Across England there are a variety of unique and beautiful places to live and work which offer individuals their perfect lifestyle. We asked our Guild agents their opinions on where the best places to live in Britain with a good quality of life are.
“Believe it or not, London is still a good place to live although there has been a mass departure in the last 12 months with many moving out of the city.
“It is ideal for young and old with amazing restaurants, bars and theatres. London’s offerings to its inhabitants are inexhaustible unlike any other city in the U.K; ‘when a man is tired of London, he is tired of life’ as Samuel Johnson once said.
“With all the economic turmoil and uncertainly over Brexit, Londoners need to stick by their capital city and tell the planet that it is still the best city in the world,” explains Susie.
“Wiveliscombe is the best place to live as it is 10 miles from Taunton and six miles from Wellington. The geography defines the place and it stands on its own two feet, socially, educationally and economically. Whilst it’s technically a town, it really is a big village, with primary and secondary schools, shops, takeaways, businesses, services, serving a much wider rural community in West Somerset.
“There is a real diverse group of people of all demographics, young, working, old, retired, matched by a real variety of property in beautiful rolling west country Somerset countrywide between the Quantocks and the Brendons and Taunton Vale.
“The population is less than 3,000 but there are many thriving businesses and further residential and commercial development taking place in the town. There are also numerous clubs and societies, including the latest - Wivey Lele, mini Ukelele orchestra and Wiveliscombe rugby club which is currently top of Tribute Somerset premier, explains Bruce.”
“Sometimes you have to look a bit further than the headline to get the real story, and if Brighton is usually the name in bold sometimes the attractions of Hove actually get over looked.

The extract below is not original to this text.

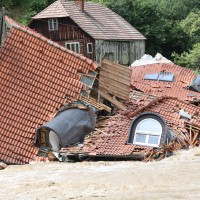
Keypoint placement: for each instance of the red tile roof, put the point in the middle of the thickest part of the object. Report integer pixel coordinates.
(177, 88)
(36, 76)
(96, 20)
(111, 140)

“Today it's the city of Brighton and Hove, but because they were originally adjoining towns with separate councils the city's sibling areas still have unique identities. One thing they share is a varied, vibrant lifestyle, though in Hove it tends to be a little more laid back and discrete.
“You only have to walk the beachfront along from Brighton's piers to feel the change as the promenade starts to be separated from the road by Hove Lawns. A well-kept wide strip of grass which hosts various culinary and sporting events throughout the summer, it's popular all year round with families, dog walkers and sports enthusiasts as are the green open spaces of Hove Park and St Ann’s Well Gardens.
“The Churchill Square retail centre is a big Brighton attraction, but for those who like their shopping to be carried out away from the modern mall experience Hove is the place to be. Church Road runs through from the famous floral clock and has a wealth of restaurants, pubs, cafes and shops. George Street is a traditional local high street with a mix of outlets, both major chains and independents, and recent additions to the culinary scene include MasterChef winner Steven Edwards' first restaurant Etch.
“With its wide main avenues laid out in a continental style grid, when you’re enjoying a coffee in local popular indie Baked or Brighton chain The Flour Pot, you know you are far removed from the more hectic and touristy atmosphere of Brighton.
“If you need to travel to London, Hove train station offers mainline commuter links that travel directly to the capital without needing to change at Brighton, and if you really want to escape the South Downs are on your doorstep offering their own panoramic sea views, explains Jenny.
“Yarm is a Georgian market town bordered by the River Tees and previously voted Best High Street in the UK.
“Yarm is well regarded as the best place to live on Teesside due to the wide range of shops, cafes and restaurants in the high street. It is popular with families due to excellent schooling in both state and private sectors. There are open park spaces at Preston Park with river walks and easy access to the A19, Darlington train station and Durham Tees Valley airport.
"The Test Valley Village is one of the best places to live as it has very convenient access to London and the West Country by road and rail with main line stations at Winchester and Sailsbury providing fast trains into London Waterloo.
"The Test Valley is blessed with some spectacular walks and countryside and is renowed for the River Test. The area is a favourite for ramblers, cyclists and for its shooting.
“There are many attractions in the Test Valley which include the Bombay Sapphire Distillery, Sir Harold Hillier Gardens, Longstock Park Water Garden, Highclere Castle, Houghton Lodge, Romsey Abbey and Romsey Signal Box.
"Test Valley in the west of Hampshire possibly has more pubs and restaurants than any other area of the county. The clear chalk streams of the River Test are famous for the Test Valley trout and there are many producers of quality local food in this area. Thatched cottages and welcoming pubs in Test Valley's picturesque villages add to the area's charm and there are attractions for all ages. There are also excellent schools within the area in both the public and private sector.” concludes Celeste.